Enfin, devant la photo de Maud Sarda, directrice générale de Label Emmaüs, posant face à l’objectif pour la rentrée scolaire sur une pile de livres d’occasion, il se dit admiratif : « Elle incarne ce que doit être l’ESS : innovation, action, évaluation, capacité tester et à recommencer. » Pour David Cluzeau, la démarche circulaire et inclusive de Label Emmaüs illustre parfaitement l’avenir du secteur.

L’ESS : Incontournable, Inclusive et Inspirante

Enfin, pour résumer l’avenir de l’économie sociale et solidaire en trois mots, David Cluzeau choisit les termes : incontournable, inclusive et inspirante.

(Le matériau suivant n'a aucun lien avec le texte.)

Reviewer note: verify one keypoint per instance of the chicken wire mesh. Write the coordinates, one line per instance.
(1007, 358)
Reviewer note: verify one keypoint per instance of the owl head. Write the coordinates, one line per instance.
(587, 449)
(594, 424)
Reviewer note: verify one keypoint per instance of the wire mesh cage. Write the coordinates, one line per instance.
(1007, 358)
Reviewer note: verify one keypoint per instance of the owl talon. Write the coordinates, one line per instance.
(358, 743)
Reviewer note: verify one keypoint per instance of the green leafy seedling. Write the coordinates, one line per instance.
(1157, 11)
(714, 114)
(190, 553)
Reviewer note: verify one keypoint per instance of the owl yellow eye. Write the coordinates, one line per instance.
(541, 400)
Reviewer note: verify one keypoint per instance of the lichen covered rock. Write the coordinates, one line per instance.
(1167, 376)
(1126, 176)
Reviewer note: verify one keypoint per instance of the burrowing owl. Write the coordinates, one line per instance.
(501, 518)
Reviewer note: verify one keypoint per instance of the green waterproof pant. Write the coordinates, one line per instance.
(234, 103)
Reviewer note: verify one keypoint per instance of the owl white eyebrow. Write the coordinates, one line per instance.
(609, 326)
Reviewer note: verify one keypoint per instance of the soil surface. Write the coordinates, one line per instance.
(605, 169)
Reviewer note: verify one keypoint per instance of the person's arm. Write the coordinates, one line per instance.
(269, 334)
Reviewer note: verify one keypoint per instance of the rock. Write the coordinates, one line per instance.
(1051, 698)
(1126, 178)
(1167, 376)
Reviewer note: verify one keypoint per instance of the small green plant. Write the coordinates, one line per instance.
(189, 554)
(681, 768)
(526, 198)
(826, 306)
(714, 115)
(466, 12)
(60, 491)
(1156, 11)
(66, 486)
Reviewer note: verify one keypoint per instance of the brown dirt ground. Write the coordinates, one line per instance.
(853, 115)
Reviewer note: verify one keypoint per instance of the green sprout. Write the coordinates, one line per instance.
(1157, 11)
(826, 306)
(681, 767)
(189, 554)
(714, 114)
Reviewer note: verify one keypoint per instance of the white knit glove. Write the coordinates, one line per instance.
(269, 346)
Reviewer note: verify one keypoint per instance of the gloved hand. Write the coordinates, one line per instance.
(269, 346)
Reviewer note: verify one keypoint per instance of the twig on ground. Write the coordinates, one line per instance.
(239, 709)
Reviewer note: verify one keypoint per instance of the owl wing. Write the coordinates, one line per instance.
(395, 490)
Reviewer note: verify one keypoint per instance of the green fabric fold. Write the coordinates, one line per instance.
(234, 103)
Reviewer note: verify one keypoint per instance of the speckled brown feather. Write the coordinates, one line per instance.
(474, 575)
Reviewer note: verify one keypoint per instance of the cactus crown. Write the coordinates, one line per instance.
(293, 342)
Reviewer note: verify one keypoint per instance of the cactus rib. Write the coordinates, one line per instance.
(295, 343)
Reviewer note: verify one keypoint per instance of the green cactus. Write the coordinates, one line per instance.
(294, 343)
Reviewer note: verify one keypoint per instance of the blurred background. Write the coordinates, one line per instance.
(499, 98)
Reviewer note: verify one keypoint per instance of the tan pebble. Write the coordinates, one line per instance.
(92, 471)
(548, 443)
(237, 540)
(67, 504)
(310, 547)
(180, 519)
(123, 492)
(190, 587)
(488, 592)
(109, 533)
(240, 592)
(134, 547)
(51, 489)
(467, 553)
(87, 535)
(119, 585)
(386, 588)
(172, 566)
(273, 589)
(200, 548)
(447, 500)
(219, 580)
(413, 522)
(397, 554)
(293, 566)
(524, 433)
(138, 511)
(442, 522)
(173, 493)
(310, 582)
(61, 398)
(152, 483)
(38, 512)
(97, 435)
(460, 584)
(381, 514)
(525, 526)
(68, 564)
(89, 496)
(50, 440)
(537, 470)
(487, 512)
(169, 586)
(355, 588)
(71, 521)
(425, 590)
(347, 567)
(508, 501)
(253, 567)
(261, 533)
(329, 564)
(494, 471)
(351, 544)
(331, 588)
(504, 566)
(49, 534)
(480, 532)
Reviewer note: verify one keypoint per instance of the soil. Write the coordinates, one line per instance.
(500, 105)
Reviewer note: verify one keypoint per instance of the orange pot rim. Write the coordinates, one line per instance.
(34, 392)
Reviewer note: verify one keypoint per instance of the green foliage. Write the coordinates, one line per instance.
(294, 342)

Certes, l’incertitude empêche les acteurs de se projeter et leur fragilisation fait peser des menaces sur la démocratie elle-même, car, sans elle, pas de projet collectif possible.

Mais ce qui l’enthousiasme, c’est la force citoyenne du secteur : « L’ESS est l’un des rares espaces où chacun peut être acteur de son émancipation et du développement collectif. » Associations, coopératives, mutuelles, entrepreneuriat social : l’économie sociale et solidaire invente déjà les modèles économiques et sociaux de demain, affirme-t-il.

Il invite donc les jeunes à oser se tourner vers l’ESS : « Oser franchir le pas, aller chercher du sens, garder sa capacité à s’indigner et à construire, pierre après pierre, un édifice collectif en mouvement ». Un message qui sonne comme un appel à la relève !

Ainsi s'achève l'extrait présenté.